In particular, it the target function you were trying to monkey patch was a
normal global function of the module, some other code could have grabbed a
direct reference to it by doing:

```python
from example import function
```

If you come along later and have:

```python
import wrapt

@wrapt.patch_function_wrapper('example', 'function')
def wrapper(wrapped, instance, args, kwargs):
    return wrapped(*args, **kwargs)
```

then yes the copy of the function contained in the target module will have
the wrapper applied, but the reference to it created by the other code will
not have the wrapper.

To ensure that your wrapper is always used in this scenario you would need
to patch it not just in the original module, but in any modules where a
reference had been stored. This would only be practical in very limited
circumstances because in reality you are not going to have any idea where
the function might be getting used if it is a common function.

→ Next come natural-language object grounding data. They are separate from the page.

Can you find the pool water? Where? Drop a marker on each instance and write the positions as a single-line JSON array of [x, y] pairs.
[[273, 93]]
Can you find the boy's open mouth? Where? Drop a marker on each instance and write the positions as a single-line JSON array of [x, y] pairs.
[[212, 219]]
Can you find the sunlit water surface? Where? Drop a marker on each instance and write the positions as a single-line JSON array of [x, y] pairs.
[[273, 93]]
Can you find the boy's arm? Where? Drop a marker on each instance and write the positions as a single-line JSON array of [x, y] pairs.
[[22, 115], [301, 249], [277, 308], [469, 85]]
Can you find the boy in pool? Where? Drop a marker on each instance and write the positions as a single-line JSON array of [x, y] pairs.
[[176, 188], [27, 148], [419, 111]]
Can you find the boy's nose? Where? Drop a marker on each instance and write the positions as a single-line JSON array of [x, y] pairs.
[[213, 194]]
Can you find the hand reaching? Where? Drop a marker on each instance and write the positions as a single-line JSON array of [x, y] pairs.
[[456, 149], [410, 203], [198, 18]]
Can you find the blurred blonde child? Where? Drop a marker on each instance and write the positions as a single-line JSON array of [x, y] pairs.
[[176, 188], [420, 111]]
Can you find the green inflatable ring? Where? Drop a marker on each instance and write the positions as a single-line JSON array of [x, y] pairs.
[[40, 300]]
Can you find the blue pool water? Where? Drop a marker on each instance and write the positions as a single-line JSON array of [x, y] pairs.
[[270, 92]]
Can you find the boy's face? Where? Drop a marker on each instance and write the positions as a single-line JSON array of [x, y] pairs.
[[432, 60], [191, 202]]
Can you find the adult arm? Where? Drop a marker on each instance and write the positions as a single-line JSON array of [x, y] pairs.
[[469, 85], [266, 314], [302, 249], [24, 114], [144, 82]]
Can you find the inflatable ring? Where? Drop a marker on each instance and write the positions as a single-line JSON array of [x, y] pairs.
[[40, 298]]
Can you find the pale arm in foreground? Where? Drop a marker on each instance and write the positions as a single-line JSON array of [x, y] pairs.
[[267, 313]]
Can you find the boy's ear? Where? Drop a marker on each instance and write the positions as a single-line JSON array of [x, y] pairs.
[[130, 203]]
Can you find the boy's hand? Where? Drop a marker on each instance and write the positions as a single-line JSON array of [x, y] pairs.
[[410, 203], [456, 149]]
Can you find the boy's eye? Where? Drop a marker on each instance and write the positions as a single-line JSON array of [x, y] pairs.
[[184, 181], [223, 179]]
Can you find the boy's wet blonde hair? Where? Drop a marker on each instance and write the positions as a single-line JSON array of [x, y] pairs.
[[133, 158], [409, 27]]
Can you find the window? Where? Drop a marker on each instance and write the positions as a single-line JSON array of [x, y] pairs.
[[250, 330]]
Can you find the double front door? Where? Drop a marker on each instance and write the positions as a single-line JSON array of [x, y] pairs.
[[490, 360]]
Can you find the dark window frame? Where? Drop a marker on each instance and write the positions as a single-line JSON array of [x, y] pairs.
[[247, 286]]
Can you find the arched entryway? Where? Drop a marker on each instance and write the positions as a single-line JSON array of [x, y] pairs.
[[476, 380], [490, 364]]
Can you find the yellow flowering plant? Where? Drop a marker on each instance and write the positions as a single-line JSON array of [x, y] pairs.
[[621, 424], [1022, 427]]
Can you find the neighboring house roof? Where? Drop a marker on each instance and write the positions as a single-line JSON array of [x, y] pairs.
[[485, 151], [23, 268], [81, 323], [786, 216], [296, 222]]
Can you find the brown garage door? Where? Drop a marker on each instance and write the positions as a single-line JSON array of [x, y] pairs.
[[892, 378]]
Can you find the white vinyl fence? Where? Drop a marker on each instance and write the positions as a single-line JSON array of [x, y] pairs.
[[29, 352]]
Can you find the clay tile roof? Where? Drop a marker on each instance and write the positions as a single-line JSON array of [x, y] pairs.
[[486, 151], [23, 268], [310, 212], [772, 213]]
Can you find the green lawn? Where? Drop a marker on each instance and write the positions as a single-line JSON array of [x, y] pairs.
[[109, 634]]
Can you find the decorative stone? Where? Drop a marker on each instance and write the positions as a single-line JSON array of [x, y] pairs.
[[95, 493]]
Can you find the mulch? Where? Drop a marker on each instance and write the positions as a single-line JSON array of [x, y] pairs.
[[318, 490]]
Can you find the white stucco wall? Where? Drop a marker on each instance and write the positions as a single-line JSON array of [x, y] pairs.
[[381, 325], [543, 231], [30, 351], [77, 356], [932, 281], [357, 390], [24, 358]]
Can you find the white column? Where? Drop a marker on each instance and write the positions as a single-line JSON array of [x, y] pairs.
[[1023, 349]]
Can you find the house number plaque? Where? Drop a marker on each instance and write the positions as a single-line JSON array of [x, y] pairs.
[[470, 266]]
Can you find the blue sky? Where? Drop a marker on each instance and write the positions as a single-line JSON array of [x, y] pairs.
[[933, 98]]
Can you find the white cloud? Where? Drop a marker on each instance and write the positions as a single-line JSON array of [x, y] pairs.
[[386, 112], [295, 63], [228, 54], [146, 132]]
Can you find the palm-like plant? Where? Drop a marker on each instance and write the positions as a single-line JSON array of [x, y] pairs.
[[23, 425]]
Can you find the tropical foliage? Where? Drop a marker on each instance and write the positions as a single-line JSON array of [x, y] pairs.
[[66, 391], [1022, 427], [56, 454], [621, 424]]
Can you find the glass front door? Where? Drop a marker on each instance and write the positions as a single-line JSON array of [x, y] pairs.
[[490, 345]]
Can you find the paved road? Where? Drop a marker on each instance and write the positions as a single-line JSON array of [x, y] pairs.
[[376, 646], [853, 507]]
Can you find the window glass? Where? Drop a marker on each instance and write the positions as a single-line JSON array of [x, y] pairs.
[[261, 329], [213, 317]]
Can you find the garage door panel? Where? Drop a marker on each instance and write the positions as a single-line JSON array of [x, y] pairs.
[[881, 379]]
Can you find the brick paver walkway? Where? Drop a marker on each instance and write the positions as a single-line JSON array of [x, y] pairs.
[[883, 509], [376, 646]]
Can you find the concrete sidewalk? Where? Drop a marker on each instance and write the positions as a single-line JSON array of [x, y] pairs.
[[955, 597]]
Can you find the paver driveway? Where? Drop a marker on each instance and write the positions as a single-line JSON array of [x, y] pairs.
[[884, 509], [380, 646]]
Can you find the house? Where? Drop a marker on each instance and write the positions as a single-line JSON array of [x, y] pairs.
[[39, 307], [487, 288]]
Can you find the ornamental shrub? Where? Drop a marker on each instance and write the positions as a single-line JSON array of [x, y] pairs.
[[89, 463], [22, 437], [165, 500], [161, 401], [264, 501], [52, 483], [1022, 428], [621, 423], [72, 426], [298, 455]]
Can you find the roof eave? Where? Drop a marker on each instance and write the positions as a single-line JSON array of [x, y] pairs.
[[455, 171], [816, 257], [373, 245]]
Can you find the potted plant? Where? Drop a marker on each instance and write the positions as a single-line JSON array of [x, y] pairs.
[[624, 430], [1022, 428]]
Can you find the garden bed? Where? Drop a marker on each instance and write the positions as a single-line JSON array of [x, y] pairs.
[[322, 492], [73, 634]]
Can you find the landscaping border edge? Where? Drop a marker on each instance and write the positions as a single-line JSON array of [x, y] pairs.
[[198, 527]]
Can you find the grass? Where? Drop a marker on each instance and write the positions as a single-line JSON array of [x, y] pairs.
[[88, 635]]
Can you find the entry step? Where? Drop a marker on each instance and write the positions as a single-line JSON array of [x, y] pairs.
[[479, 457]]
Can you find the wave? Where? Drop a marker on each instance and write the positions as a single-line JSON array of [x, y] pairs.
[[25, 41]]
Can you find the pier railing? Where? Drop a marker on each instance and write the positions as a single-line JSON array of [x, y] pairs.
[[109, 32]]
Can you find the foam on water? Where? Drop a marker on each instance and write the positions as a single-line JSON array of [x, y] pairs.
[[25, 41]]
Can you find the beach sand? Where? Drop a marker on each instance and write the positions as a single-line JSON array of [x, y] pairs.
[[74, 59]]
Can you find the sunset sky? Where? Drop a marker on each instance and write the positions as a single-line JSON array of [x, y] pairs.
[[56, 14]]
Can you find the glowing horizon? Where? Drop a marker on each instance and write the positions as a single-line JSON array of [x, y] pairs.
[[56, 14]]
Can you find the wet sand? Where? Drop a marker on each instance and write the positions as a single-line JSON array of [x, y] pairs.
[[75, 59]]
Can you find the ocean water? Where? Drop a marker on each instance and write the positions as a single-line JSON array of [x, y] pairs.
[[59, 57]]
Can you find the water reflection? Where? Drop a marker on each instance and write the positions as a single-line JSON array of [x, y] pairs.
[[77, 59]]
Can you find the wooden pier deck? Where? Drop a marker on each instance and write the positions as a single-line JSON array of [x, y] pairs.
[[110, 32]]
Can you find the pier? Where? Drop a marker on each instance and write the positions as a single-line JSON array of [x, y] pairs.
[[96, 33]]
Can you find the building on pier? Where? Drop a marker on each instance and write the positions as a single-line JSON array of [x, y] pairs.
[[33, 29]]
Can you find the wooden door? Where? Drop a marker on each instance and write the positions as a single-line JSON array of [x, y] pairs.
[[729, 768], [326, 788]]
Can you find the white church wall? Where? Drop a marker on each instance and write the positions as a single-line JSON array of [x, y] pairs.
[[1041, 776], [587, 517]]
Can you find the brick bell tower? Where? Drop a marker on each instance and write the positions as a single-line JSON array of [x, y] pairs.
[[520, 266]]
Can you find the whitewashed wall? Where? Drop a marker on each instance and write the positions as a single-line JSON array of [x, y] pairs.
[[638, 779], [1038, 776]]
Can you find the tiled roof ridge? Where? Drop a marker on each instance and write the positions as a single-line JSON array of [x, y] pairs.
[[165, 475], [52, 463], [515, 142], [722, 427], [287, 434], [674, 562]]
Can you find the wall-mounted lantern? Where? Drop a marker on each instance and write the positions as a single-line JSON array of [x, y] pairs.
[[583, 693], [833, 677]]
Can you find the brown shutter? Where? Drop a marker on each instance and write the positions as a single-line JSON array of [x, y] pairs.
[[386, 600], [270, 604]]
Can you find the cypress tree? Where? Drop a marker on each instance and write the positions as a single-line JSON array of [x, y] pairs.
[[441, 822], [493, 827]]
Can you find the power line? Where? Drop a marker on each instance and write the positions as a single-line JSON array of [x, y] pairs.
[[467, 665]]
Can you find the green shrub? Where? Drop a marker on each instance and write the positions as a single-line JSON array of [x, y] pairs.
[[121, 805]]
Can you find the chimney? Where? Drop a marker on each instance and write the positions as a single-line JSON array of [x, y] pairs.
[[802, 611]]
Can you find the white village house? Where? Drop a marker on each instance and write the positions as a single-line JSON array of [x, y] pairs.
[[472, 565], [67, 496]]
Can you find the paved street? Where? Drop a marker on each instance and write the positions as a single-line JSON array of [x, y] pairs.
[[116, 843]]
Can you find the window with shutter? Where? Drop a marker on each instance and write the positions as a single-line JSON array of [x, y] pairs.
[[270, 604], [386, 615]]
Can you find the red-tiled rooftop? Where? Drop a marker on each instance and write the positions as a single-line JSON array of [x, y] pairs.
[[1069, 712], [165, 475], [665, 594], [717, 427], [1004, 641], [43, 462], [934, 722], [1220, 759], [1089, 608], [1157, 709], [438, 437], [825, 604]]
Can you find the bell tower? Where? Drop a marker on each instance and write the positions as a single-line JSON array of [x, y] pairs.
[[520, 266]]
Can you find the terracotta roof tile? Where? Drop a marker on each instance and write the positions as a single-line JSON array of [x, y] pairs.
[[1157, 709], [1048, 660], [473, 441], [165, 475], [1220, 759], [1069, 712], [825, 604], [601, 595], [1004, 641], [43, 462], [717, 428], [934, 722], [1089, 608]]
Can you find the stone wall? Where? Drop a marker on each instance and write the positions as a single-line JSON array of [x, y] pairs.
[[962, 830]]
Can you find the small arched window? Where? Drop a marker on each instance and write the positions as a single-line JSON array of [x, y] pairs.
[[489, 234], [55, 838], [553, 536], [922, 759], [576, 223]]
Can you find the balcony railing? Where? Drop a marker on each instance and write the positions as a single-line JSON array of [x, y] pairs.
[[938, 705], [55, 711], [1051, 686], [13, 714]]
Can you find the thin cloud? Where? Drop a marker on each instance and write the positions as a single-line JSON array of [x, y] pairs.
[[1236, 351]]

This exact problem is one of the shortcomings in the way that monkey
patching is applied by packages such as gevent or eventlet. Both these
packages do delayed patching of functions and so are sensitive to the order
in which modules are imported. To get around this problem at least for
modules in the Python standard library, the 'time.sleep()' function which
they need to monkey patch, has to be patched not only in the 'time' module,
but also in the 'threading' module.

There are some techniques one can use to try and avoid such problems but I
will defer explaining those to some time down the track.

Instead for my next blog post I want to move onto some examples for where
monkey patching could be used by looking at how wrapt can be used as
alternative to packages such as the mock package when doing testing.